You'll notice that all the leaves in my pictures are yellow or still green. The yellow leaves seem to have begun to change before any other color. It's still a bit early here for this project but it shouldn't be long before all the leaves have changed.

I know this isn’t a serious post about the environment and what you can do to help, but it will allow you to take some time to appreciate the art that nature has created. Maybe the beauty of nature will inspire you to try to protect it. Plus, we can’t be serious all the time!

Supplies Needed:

Leaves in a variety of shapes and colors
Wax paper
Ironing Board

Begin by cutting two pieces of wax paper. Place one sheet on your ironing board and set the other sheet aside.

Choose a leaf to press. Put the leaf on the sheet of wax paper, making sure the leaf is as flat as possible. Lay the second sheet of wax paper on top of the leaf. Line up the edges of the two sheets of wax paper.
Cover the top with your dishtowel. Set your iron to the hottest setting and iron over the dishtowel to melt the sheets of wax paper together. Try to create a tight seal as close to the edge of the leaf as possible. My towel was too thick so I used a paper towel. This worked a lot better but there is the added risk of starting a fire.
You can then cut off the extra wax paper, leaving just your beautiful leaf. Please note that the wax paper does not melt to the leaf itself. It will only stick to itself or another sheet of wax paper. When you cut out your leaf, leave enough wax paper around the edge to maintain the seal. You’ll be able to enjoy it through the winter and all year long.

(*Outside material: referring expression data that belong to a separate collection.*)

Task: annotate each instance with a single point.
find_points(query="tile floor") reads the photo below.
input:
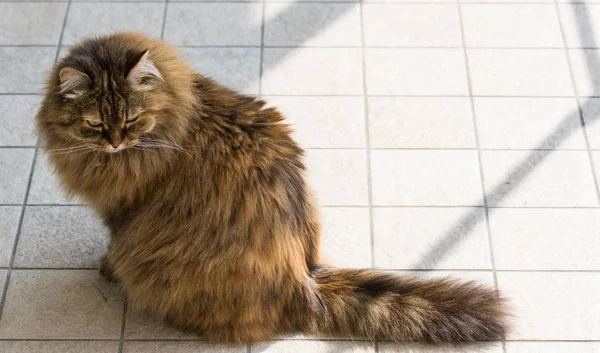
(443, 138)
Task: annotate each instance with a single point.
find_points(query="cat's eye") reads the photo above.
(93, 123)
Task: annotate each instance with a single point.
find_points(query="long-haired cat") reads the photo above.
(212, 226)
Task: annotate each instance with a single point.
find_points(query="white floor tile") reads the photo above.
(519, 72)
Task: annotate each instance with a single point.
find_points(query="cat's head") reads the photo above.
(111, 94)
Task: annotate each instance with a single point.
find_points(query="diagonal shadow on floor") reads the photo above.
(465, 225)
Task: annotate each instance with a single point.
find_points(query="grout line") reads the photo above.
(479, 158)
(162, 27)
(413, 2)
(433, 270)
(16, 241)
(367, 136)
(123, 323)
(367, 144)
(432, 96)
(274, 340)
(374, 206)
(307, 46)
(30, 178)
(579, 105)
(55, 268)
(262, 50)
(402, 149)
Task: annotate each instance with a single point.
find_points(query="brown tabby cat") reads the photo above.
(212, 225)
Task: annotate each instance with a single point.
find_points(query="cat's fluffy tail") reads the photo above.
(379, 305)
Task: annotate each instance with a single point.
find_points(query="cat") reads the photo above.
(212, 225)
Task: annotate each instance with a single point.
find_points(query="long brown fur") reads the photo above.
(212, 225)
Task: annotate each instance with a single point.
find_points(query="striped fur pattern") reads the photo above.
(212, 225)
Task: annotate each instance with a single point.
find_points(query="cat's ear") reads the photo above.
(73, 83)
(144, 74)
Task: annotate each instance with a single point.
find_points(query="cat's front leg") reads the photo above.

Repeat these directions with as many leaves as you’d like to preserve.

Tomorrow I’ll post some projects that will let you use your pressed leaves.


You can create a leaf mosaic between your sheets of wax paper, too. Just arrange different colored leaves into patterns, shapes, or pictures. When you’re happy with your mosaic, lay your dishtowel over the top and iron the two sheets of wax paper together.

Try cutting the leaves into different shapes and then arranging the pieces of leaves into patterns. This will work best if you cut out the stems because the wax will create a better seal if all the pieces are the same thickness.


If you really want to get creative, combine leaves with melted crayons to create a fall leaf sun catcher to hang in the window. Choose a beautiful fall leaf to be the centerpiece of your sun catcher. Lay the leaf in the center of a sheet of wax paper.
Use a pencil sharpener to create crayon shavings in different colors. Arrange the shavings around the leaf. It’s okay if they overlap the leaf but no light will shine through the shavings that are on top of the leaf.

Place the second sheet of wax paper over your artwork. Lay the towel on top and iron until the crayon shavings and wax paper have melted to seal your sun catcher together.

Now you can use some construction paper and glue to make a frame. Then punch a hole in the top of the sun catcher, thread some ribbon through the hole, and tie a knot.

Hang your sun catcher in the window to enjoy.